The Group Chief Executive Officer of NNPCL, Bayo Ojulari, outlined the timeline on Monday during a media briefing in Abuja, where the company also announced a profit after tax of N5.4 trillion for the 2024 financial year — its strongest performance to date.
Ojulari said the Port Harcourt, Warri, and Kaduna refineries remain far from meeting international operating standards despite ongoing rehabilitation efforts. He noted that their current configurations would not produce fuels that are competitive locally or internationally, especially when compared with output from the privately owned Dangote Refinery.
He explained that the company is now looking to work only with private-sector operators who currently run functioning refineries and can demonstrate verifiable technical capacity. According to him, the planned partnerships would be structured as purely commercial arrangements, with private operators expected to lead refinery operations while NNPCL contributes complementary capabilities.
Ojulari added that the refineries may undergo major redesigns and could be converted into hybrid facilities to meet global product specifications.
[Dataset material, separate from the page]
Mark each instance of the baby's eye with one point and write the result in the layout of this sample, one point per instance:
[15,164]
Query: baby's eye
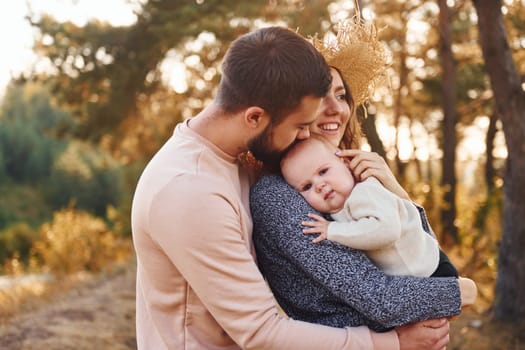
[306,187]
A final timeline for completing the rehabilitation, he said, will only be announced once the redesign process is concluded — expected sometime in the second quarter of 2026.
The GCEO noted that if the original rehabilitation plan is followed without adjustments, the refineries would still fall short of global standards and produce fuels below the Euro-V quality currently being delivered by the Dangote plant.
Nigeria’s three state-owned refineries, which have a combined installed capacity of 445,000 barrels per day, have been largely dormant for over a decade despite several billion-dollar rehabilitation attempts. Port Harcourt is undergoing a $1.5bn overhaul, Warri is being revamped in partnership with Daewoo Engineering, while Kaduna requires extensive reconfiguration to handle more complex crude blends.
Ojulari also disclosed that the company is working with partners to raise Nigeria’s crude oil output to 1.7 million barrels per day by the end of 2025, with a target of reaching two million barrels per day by 2027. Improved security, better financing arrangements in joint ventures, and new upstream investments are expected to drive the increase.
He emphasized that NNPCL’s operations are now governed by the Companies and Allied Matters Act under the Petroleum Industry Act framework, giving the firm greater commercial autonomy compared to its previous status as a government parastatal.
According to the GCEO, the company’s long-term plan focuses on strengthening partnerships, deepening transparency, and upgrading staff competencies as part of a wider effort to make NNPCL one of Africa’s most competitive energy companies.